In terms of the file size, Spray JSON is 1.4 MB, gzipped Spray JSON is 123 KB, MessgePack is 1.2 MB, and the custon binary message is 896 KB. Because the test data had a lot of repetition, it might have compressed too well, but still we get 1/10 of the file size for around 40% penalty in time. This is worth considering especially for machines that does not have SSD drives.
Scala JSON support
One of the motivations for me to write sjson-new to begin with was providing a transition path to use SLIP-28 Scala JSON AST.

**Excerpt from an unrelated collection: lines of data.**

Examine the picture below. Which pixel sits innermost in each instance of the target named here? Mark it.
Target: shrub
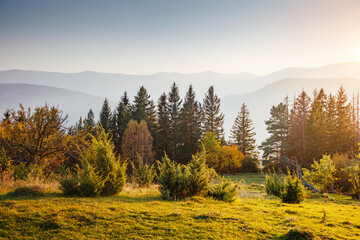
(274, 184)
(143, 173)
(178, 181)
(101, 173)
(250, 166)
(224, 190)
(198, 175)
(27, 192)
(293, 191)
(173, 179)
(322, 173)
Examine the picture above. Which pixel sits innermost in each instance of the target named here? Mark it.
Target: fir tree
(190, 126)
(297, 125)
(105, 116)
(243, 133)
(316, 133)
(174, 108)
(89, 121)
(344, 131)
(163, 131)
(213, 119)
(275, 146)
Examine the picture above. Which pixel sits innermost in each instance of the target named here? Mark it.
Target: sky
(187, 36)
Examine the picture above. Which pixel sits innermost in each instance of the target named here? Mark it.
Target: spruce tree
(190, 126)
(174, 108)
(141, 104)
(275, 146)
(316, 133)
(89, 121)
(105, 116)
(123, 116)
(213, 119)
(344, 132)
(243, 133)
(297, 125)
(163, 131)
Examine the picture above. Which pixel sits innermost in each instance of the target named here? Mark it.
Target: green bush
(173, 179)
(224, 190)
(274, 184)
(101, 173)
(27, 192)
(322, 174)
(143, 173)
(293, 191)
(178, 181)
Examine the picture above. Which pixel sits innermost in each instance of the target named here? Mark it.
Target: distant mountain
(73, 103)
(258, 92)
(114, 85)
(261, 101)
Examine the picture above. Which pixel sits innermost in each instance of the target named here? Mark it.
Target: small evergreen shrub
(143, 173)
(101, 173)
(355, 190)
(293, 191)
(173, 179)
(27, 192)
(274, 184)
(179, 181)
(224, 190)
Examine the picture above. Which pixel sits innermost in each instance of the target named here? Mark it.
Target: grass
(141, 214)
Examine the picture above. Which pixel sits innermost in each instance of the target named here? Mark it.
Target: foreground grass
(141, 214)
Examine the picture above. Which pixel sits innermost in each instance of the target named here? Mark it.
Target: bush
(101, 173)
(250, 166)
(173, 179)
(293, 191)
(274, 184)
(178, 181)
(322, 174)
(225, 190)
(355, 190)
(27, 192)
(143, 173)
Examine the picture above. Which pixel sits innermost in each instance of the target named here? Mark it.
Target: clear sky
(187, 36)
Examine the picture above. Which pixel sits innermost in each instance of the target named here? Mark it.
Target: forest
(176, 149)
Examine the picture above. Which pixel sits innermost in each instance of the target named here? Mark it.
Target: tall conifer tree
(190, 125)
(213, 119)
(174, 108)
(105, 116)
(243, 133)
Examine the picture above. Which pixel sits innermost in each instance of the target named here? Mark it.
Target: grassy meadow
(141, 214)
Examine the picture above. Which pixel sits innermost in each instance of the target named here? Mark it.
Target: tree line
(311, 127)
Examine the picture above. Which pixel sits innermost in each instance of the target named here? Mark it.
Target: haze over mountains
(76, 93)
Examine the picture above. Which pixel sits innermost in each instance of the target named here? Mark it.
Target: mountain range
(76, 93)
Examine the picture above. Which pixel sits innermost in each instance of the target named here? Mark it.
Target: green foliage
(250, 166)
(224, 190)
(143, 173)
(293, 191)
(224, 159)
(198, 175)
(101, 173)
(182, 181)
(173, 179)
(274, 184)
(27, 192)
(322, 174)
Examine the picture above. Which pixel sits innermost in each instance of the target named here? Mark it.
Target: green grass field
(141, 214)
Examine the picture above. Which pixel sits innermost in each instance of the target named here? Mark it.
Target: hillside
(260, 102)
(73, 103)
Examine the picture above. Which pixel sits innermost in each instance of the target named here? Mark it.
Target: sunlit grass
(141, 214)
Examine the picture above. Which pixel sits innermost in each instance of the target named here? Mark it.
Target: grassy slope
(141, 214)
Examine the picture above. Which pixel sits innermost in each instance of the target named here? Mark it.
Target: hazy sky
(143, 37)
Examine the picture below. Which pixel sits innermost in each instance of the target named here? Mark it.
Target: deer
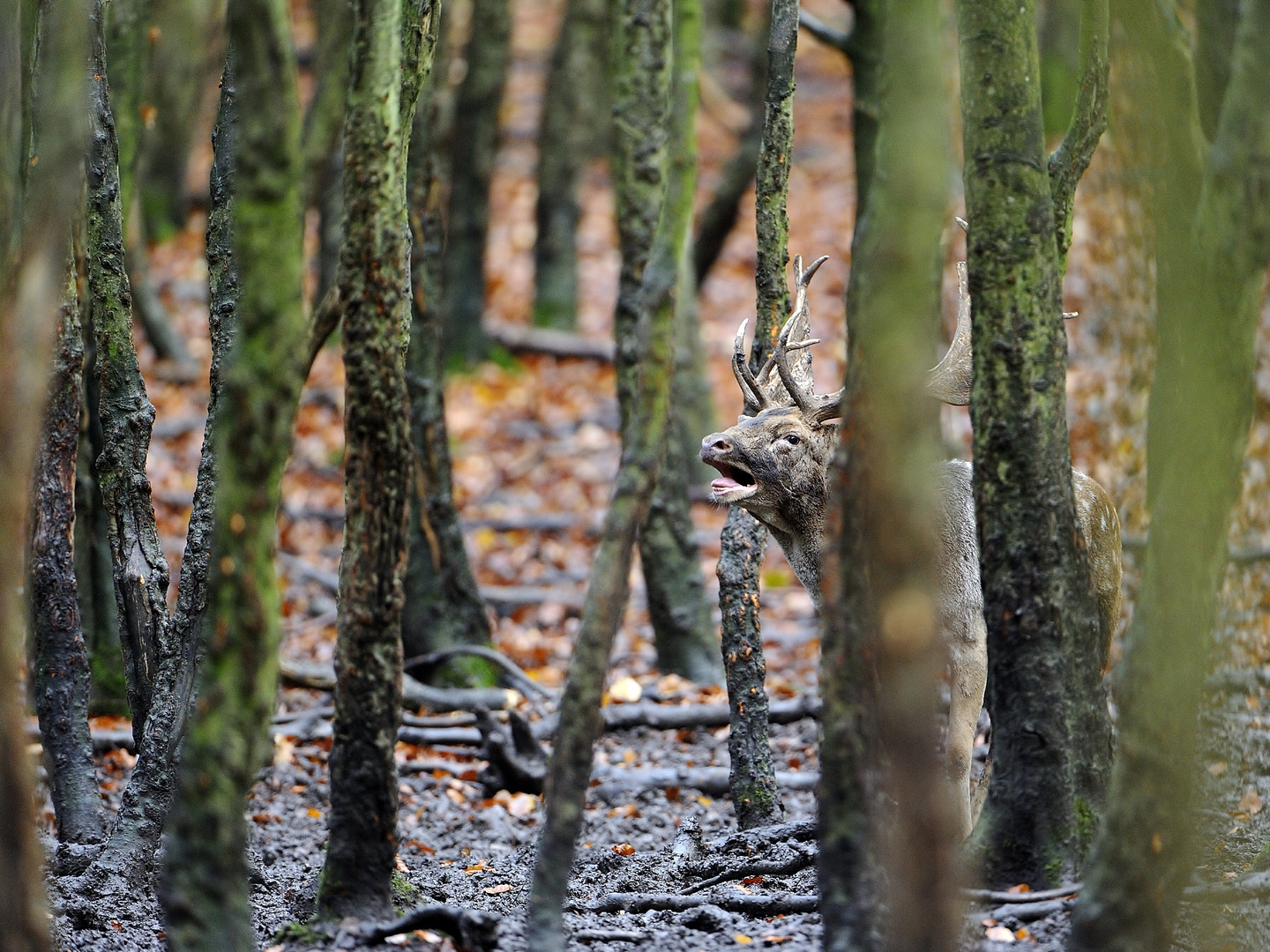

The principal driver behind Scala JSON, Matthew de Detrich, has published a milestone for Scala JSON AST under "org.mdedetrich" %% "scala-json-ast" % "1.0.0-M1"
, so we can start trying it out. It doesn’t include neither parser nor a pretty printer so I’ve brought Jawn facade in from Mathew’s Jawn fork and a pretty printer from Spray. Without too much work, I was able to provide support for Scala JSON’s “unsafe” AST.
The most tedious part is providing the JsonFormat
for each datatype. But once that part is done, sjson-new can reuse the same protocol across different backends with no additional work. Here’s the benchmark result:
Edit: The above result was likely because of my bug. More recent result looks like this:
[info] Benchmark Mode Cnt Score Error Units
[info] GzipScalaJsonBenchmark.moduleId1SaveToFile avgt 10 43.528 ± 4.601 ms/op
[info] GzipScalaJsonBenchmark.moduleId2LoadFromFile avgt 10 43.678 ± 2.873 ms/op
[info] GzipSprayBenchmark.moduleId1SaveToFile avgt 10 42.768 ± 2.806 ms/op
[info] GzipSprayBenchmark.moduleId2LoadFromFile avgt 10 35.995 ± 2.718 ms/op
[info] MessagePackBenchmark.moduleId1SaveToFile avgt 10 48.509 ± 6.870 ms/op
[info] MessagePackBenchmark.moduleId2LoadFromFile avgt 10 71.310 ± 6.126 ms/op
[info] ScalaJsonBenchmark.moduleId1SaveToFile avgt 10 31.169 ± 4.301 ms/op
[info] ScalaJsonBenchmark.moduleId2LoadFromFile avgt 10 40.558 ± 2.958 ms/op
[info] SprayBenchmark.moduleId1SaveToFile avgt 10 34.160 ± 3.802 ms/op
[info] SprayBenchmark.moduleId2LoadFromFile avgt 10 31.524 ± 3.403 ms/op
This shows that Scala JSON using Jawn (71ms) is round tripping 9% slower than Spray JSON using Jawn (65ms). Similar trend continues for gzipped Scala JSON using Jawn (86ms) and gzipped Spray JSON using Jawn (77ms).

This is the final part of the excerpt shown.